Du côté politique, la Commission européenne s’est engagée dans l’ambition «Fit for 55 » qui doit préciser, sinon renforcer, les ambitions politiques européennes pour le climat.

En quelques mots, l’année 2021 pour les entreprises européennes de l’énergie sera une année sous contraintes financières avec des recettes en baisse, des investissements toujours plus importants et des trajectoires réglementaires encore plus exigeantes.

Quelles perspectives pour la production de l’électricité en Europe?

Nous sommes clairement du côté d’une neutralité carbone dans les meilleurs délais tant le réchauffement climatique s’accélère, mais nous souhaitons garder le pragmatisme qui fait partie des valeurs fondamentales de Confrontations Europe. En ce sens, l’atteinte d’une neutralité carbone à 2050 nous contraint à sécuriser des moyens pilotables pour assurer l’équilibre du système électrique en permanence. Cela passera par des moyens de production décarbonés, des moyens de stockage ou bien des flexibilités. Le premier existe avec les Stations de Transfert d’Énergie par Pompage ou la production nucléaire. Le second devra passer par une rupture technologique apte à réduire l’impact environnemental des batteries actuelles. Le troisième ne nous semble pas être à l’échelle des besoins.

De ce point de vue, l’Agence Internationale de l’Énergie nous précise dans son scénario STEPS (à politiques publiques constantes) un panorama énergétique pour 2040 qui sera encore pour moitié en énergie carbonée sur la demande en énergie primaire (presque trois- quarts en 2019) et pour un quart sur le mix de production de l’électricité (presque la moitié en 2019).

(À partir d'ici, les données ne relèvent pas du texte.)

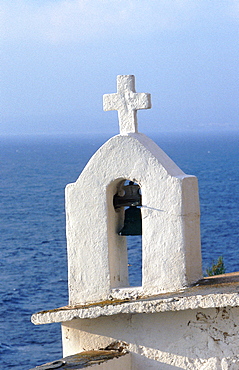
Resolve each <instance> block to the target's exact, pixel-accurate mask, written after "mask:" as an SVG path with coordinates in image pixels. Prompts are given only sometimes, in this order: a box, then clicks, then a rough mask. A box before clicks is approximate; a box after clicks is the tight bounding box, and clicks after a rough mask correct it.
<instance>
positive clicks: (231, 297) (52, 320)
mask: <svg viewBox="0 0 239 370" xmlns="http://www.w3.org/2000/svg"><path fill="white" fill-rule="evenodd" d="M131 290H132V288H131ZM132 291H133V290H132ZM129 292H130V289H129ZM228 306H229V307H237V306H239V272H236V273H229V274H223V275H217V276H212V277H207V278H203V279H201V280H199V281H198V282H197V283H196V284H194V285H193V286H191V287H189V288H186V289H184V290H181V291H178V292H175V293H167V294H160V295H157V296H153V297H152V296H150V297H143V296H142V297H137V298H135V296H134V295H133V294H132V296H130V294H129V296H128V297H127V298H125V299H112V301H105V302H97V303H92V304H87V305H76V306H64V307H61V308H57V309H53V310H49V311H41V312H38V313H35V314H34V315H32V318H31V320H32V322H33V324H35V325H39V324H48V323H54V322H66V321H71V320H73V319H94V318H97V317H100V316H112V315H116V314H140V313H156V312H165V311H180V310H188V309H197V308H215V307H228Z"/></svg>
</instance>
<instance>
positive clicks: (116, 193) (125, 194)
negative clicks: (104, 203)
mask: <svg viewBox="0 0 239 370" xmlns="http://www.w3.org/2000/svg"><path fill="white" fill-rule="evenodd" d="M113 205H114V210H115V213H116V214H117V213H119V214H120V218H119V220H118V224H117V228H116V233H117V235H118V238H119V240H120V241H121V240H122V241H123V244H124V245H126V246H125V249H126V250H125V253H126V263H127V266H126V268H127V275H128V284H127V286H141V285H142V217H141V206H142V194H141V189H140V186H139V185H138V184H137V183H136V182H133V181H130V180H125V179H124V180H121V181H120V182H119V184H118V186H117V191H116V193H115V194H114V197H113Z"/></svg>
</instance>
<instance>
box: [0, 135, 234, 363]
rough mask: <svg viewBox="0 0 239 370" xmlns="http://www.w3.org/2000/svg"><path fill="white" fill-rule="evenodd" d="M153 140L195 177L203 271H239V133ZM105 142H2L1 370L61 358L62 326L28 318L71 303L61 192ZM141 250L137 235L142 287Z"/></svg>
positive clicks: (39, 139) (162, 135) (164, 138)
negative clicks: (56, 307) (238, 184)
mask: <svg viewBox="0 0 239 370" xmlns="http://www.w3.org/2000/svg"><path fill="white" fill-rule="evenodd" d="M151 138H152V139H153V140H154V141H156V143H157V144H158V145H159V146H160V147H161V148H162V149H163V150H164V151H165V152H166V153H167V154H168V155H169V156H170V157H171V158H172V159H173V160H174V161H175V162H176V163H177V165H178V166H179V167H180V168H181V169H182V170H183V171H184V172H185V173H188V174H191V175H196V176H197V177H198V181H199V191H200V205H201V237H202V258H203V270H204V272H205V271H206V268H208V267H210V266H211V264H212V262H213V261H216V260H217V258H218V257H219V256H223V258H224V263H225V266H226V272H233V271H239V236H238V235H239V187H238V183H239V134H238V133H235V132H234V133H224V134H217V135H216V134H212V133H211V134H202V133H200V134H196V133H190V134H182V133H181V134H179V133H177V134H172V133H171V134H161V135H158V136H157V135H151ZM106 139H108V137H100V136H99V135H98V136H93V135H92V136H85V137H79V138H77V137H75V138H43V137H39V138H32V137H28V138H2V139H0V166H1V167H0V168H1V186H0V192H1V193H0V214H1V223H0V229H1V232H0V246H1V258H0V269H1V270H0V271H1V284H0V300H1V301H0V302H1V306H0V359H1V361H0V362H1V365H0V368H1V369H4V370H8V369H15V370H28V369H30V368H32V367H35V366H37V365H40V364H42V363H45V362H48V361H53V360H56V359H58V358H61V356H62V354H61V333H60V324H49V325H42V326H34V325H33V324H32V323H31V322H30V317H31V314H32V313H35V312H37V311H40V310H47V309H52V308H56V307H60V306H64V305H66V304H67V303H68V292H67V257H66V240H65V213H64V188H65V186H66V184H68V183H70V182H74V181H75V180H76V179H77V177H78V176H79V174H80V172H81V171H82V169H83V168H84V166H85V164H86V163H87V161H88V160H89V158H90V157H91V156H92V154H93V153H94V152H95V151H96V150H97V149H98V148H99V147H100V146H101V145H102V144H103V143H104V142H105V141H106ZM112 160H114V158H112ZM139 246H140V241H139V239H138V238H137V237H132V238H131V239H130V241H129V263H130V265H131V267H130V279H131V284H132V285H137V284H138V283H139V281H140V266H141V261H140V259H139V256H140V253H139V252H138V248H139Z"/></svg>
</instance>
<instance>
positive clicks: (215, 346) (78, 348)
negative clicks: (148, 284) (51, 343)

On peut donc simplement constater que le scénario de l’AIE (scénario réputé très robuste) nous projette en 2040 à bonne distance de la neutralité carbone pour 2050.

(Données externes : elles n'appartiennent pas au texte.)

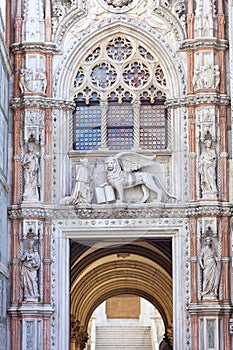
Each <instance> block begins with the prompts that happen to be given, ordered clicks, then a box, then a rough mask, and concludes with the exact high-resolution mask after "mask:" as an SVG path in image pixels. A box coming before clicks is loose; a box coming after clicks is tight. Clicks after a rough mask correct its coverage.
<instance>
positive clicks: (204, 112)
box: [196, 106, 218, 142]
mask: <svg viewBox="0 0 233 350" xmlns="http://www.w3.org/2000/svg"><path fill="white" fill-rule="evenodd" d="M217 113H218V110H217V109H216V107H215V106H208V107H204V106H203V107H201V108H197V109H196V126H197V128H196V130H197V139H199V138H200V140H201V141H202V142H204V140H205V139H207V138H208V135H211V138H212V140H213V141H216V137H217V136H216V122H217Z"/></svg>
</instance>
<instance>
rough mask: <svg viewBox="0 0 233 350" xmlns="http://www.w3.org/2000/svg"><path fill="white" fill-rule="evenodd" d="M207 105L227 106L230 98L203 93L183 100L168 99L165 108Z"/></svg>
mask: <svg viewBox="0 0 233 350" xmlns="http://www.w3.org/2000/svg"><path fill="white" fill-rule="evenodd" d="M207 103H208V104H216V105H218V106H220V105H221V106H222V105H225V106H228V105H229V103H230V96H229V95H220V94H216V93H206V92H203V93H202V94H199V93H198V94H195V95H187V96H186V97H185V98H179V97H178V98H173V99H169V98H168V99H167V100H166V102H165V105H166V107H167V108H180V107H188V106H193V105H200V104H207ZM202 108H203V107H202Z"/></svg>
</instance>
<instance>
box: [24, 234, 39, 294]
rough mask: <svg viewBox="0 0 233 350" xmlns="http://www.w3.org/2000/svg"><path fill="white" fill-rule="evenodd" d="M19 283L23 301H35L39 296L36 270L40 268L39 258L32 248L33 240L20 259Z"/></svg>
mask: <svg viewBox="0 0 233 350" xmlns="http://www.w3.org/2000/svg"><path fill="white" fill-rule="evenodd" d="M20 262H21V283H22V288H23V300H24V301H37V300H38V297H39V296H40V295H39V288H38V270H39V268H40V256H39V254H38V251H37V249H36V248H35V247H34V240H29V241H28V246H27V250H26V251H25V252H24V253H23V254H22V256H21V258H20Z"/></svg>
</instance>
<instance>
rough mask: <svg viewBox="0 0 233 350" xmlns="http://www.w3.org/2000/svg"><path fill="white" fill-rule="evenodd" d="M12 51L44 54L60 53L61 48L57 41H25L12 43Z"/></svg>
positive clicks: (15, 51)
mask: <svg viewBox="0 0 233 350" xmlns="http://www.w3.org/2000/svg"><path fill="white" fill-rule="evenodd" d="M11 52H12V53H13V54H24V53H26V52H27V53H32V52H40V53H43V54H46V53H51V54H58V53H59V52H60V48H59V47H58V45H57V43H48V42H44V43H41V42H38V43H37V42H33V43H28V42H23V43H16V44H12V45H11Z"/></svg>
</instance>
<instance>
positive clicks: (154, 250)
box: [70, 240, 173, 342]
mask: <svg viewBox="0 0 233 350" xmlns="http://www.w3.org/2000/svg"><path fill="white" fill-rule="evenodd" d="M162 242H163V243H162ZM169 242H170V241H169V240H162V241H160V248H159V246H156V242H155V241H153V240H152V241H151V242H150V241H148V242H145V241H138V242H134V243H133V242H132V243H131V244H127V245H122V246H120V245H119V246H118V245H117V247H114V246H113V247H112V248H111V246H110V247H107V246H106V247H105V249H102V248H98V244H97V246H96V248H95V247H94V246H93V247H91V248H89V249H85V248H84V251H83V254H77V253H78V250H79V249H80V248H78V246H79V245H78V244H77V243H73V244H72V250H71V258H72V266H71V310H70V312H71V315H72V316H71V317H72V321H71V325H73V326H72V327H73V329H71V332H73V333H74V329H75V325H76V326H77V324H78V327H79V328H78V332H77V333H76V339H78V334H79V336H81V334H82V335H86V336H88V333H87V332H88V323H89V320H90V318H91V315H92V313H93V312H94V310H95V309H96V308H97V307H98V306H99V305H100V304H101V303H102V302H103V301H105V300H107V299H108V298H110V297H114V296H119V295H122V294H130V295H135V296H139V297H142V298H144V299H146V300H148V301H149V302H150V303H151V304H153V305H154V307H155V308H156V309H157V310H158V311H159V313H160V314H161V316H162V319H163V322H164V325H165V334H166V335H169V338H170V341H171V342H172V328H173V311H172V309H173V306H172V276H171V269H172V266H171V265H172V262H171V251H170V250H171V242H170V243H169ZM75 247H76V248H75ZM100 247H101V246H100ZM162 247H163V248H164V247H166V253H165V250H163V249H162ZM75 257H76V258H75ZM168 271H169V272H168ZM73 341H74V338H73Z"/></svg>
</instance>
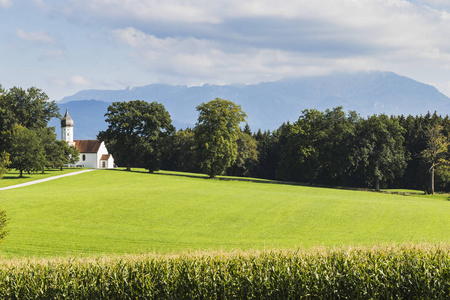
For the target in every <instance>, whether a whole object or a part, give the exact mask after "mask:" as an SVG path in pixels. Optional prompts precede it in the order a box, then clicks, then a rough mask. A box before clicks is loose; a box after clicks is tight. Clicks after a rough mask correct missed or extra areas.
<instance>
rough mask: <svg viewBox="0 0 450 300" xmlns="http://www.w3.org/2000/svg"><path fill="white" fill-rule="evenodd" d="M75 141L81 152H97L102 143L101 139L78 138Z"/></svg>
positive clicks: (76, 146)
mask: <svg viewBox="0 0 450 300" xmlns="http://www.w3.org/2000/svg"><path fill="white" fill-rule="evenodd" d="M74 142H75V147H76V148H77V149H78V151H80V153H97V152H98V149H99V148H100V145H101V144H102V142H101V141H99V140H76V141H74Z"/></svg>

Face à ce constat, l’Europe ne peut se priver de tout ce qui va concourir à réduire massivement nos émissions de CO2 issues du secteur énergétique. Les technologies d’hier comme l’hydroélectricité et le nucléaire vont devoir s’ajouter aux solutions émergentes que sont le photovoltaïque, l’éolien et demain l’hydrogène. Plus encore, l’Europe face à un tel défi ne pour- ra gâcher les actifs dont elle dispose au service de la décarbonation du secteur. Les investissements vont être nécessairement colossaux et les décisions prises par la Belgique ou par la France avec Fessenheim, de se priver de moyens de production inspectés et validés par les autorités de sûreté nucléaire indépendantes sont totalement contreproductives et nous éloignent de l’objectif de la neutralité carbone.

L’Europe a une feuille de route finalement assez simple à formuler :

• Convertir les usages des énergies carbonées par des énergies renouvelables en priorité

• Préserver un socle de production d’électricité pilotable pour garantir l’approvisionnement

• Investir plus encore les champs de la sobriété et de l’efficacité énergétique.

Mais, sans aucun doute, difficile à engager avec l’exemple récent du débat sur la taxonomie «verte» qui laisse une porte entrouverte à la production nucléaire compte tenu de l’analyse du Centre de Recherche de la Commission européenne qui donne une légitimité à la place du nucléaire dans la taxonomie «verte». Et, en parallèle, la validation de certains moyens de production d’électricité à partir de gaz renouvelable. L’histoire n’est pas encore écrite.